Abandon du parrainage : La position de Maël Thiam

En attendant que son parti (Apr) émette un avis sur la recommandation  de la Mission d’observation de l’Union européenne, Mel Thiam estime  qu’abandonner les parrainages ne résout pas les difficultés des élections locales au contraire,  pour autant qu’elles peuvent favoriser l’anarchie avec la multitudes des listes», révèle-t-il. Selon lui,  l’abandon du parrainage  ne peut pas être une solution aux difficultés rencontrées,  clame-t-il. 

 «Il vaudrait mieux maintenir le parrainage, mieux l’encadrer à l’effet de rationaliser les élections plutôt que de l’abandonner  sous prétexte des difficultés organisationnelles. On a plus de difficultés à organiser des élections avec des milliers de listes qu’à gérer des parrainages de manière optimale. Pour moi, c’est ‘’Soule Bouki, Souli Bouki’’ (déshabiller Pierre pour habiller Paul).

Le parrainage, un filtre d’accompagnement de la démocratie

Maël Thiam, sur la question de l’abandon du parrainage, avertit  : «La Mission d’observation de l’Union européenne réfléchit à l’Européenne. Les pays européens ont eu un parcours vers la démocratie qui a été achevé  et nous, nous en sommes à des étapes qui sont loin de l’achèvement, tant bien même sur certains points, nous n’avons rien à envier à l’Europe», assène-t-il. «A chaque chose son temps». 

Selon lui, la démocratie, telle que comprise dans nos pays, mérite d’être encadrée. Lorsque, au nom de la démocratie, les candidatures étaient ouvertes lors des dernières élections locales et sans contrainte, on s’est retrouvé avec 1 700 listes. On n’a jamais vu un pays européen se retrouver avec 1 700 listes. «Les parrainages citoyens sont un instrument de filtre, d’accompagnement et d’encadrement de  la démocratie». 

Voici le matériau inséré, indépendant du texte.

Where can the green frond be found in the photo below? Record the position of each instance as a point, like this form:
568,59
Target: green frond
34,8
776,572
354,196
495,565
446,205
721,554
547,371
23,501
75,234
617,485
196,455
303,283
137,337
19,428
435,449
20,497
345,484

 Donc, avoir plus de difficultés dans sa gestion ne veut pas dire l’abandonner   purement et simplement, et la meilleure attitude est de faire une observation objective  du parrainage, trouver des voies et moyens  pour sa meilleure gestion. Mais l’abandonner comme ça me semble à mon avis  une sorte d’appel à l’anarchie  et nous l’avons vécue. L’expérience nous a montré qu’on ne peut pas gérer des  élections avec 1 700 listes. Il est moins fastidieux  de gérer des parrainages que de gérer des élections avec des milliers de listes. Surtout avec l’Acte 3 de la décentralisation qui vise à  territorialiser les politiques publiques. Il est important qu’au niveau  local  que la représentativité  soit démocratique et également organisée», souligne-t-il.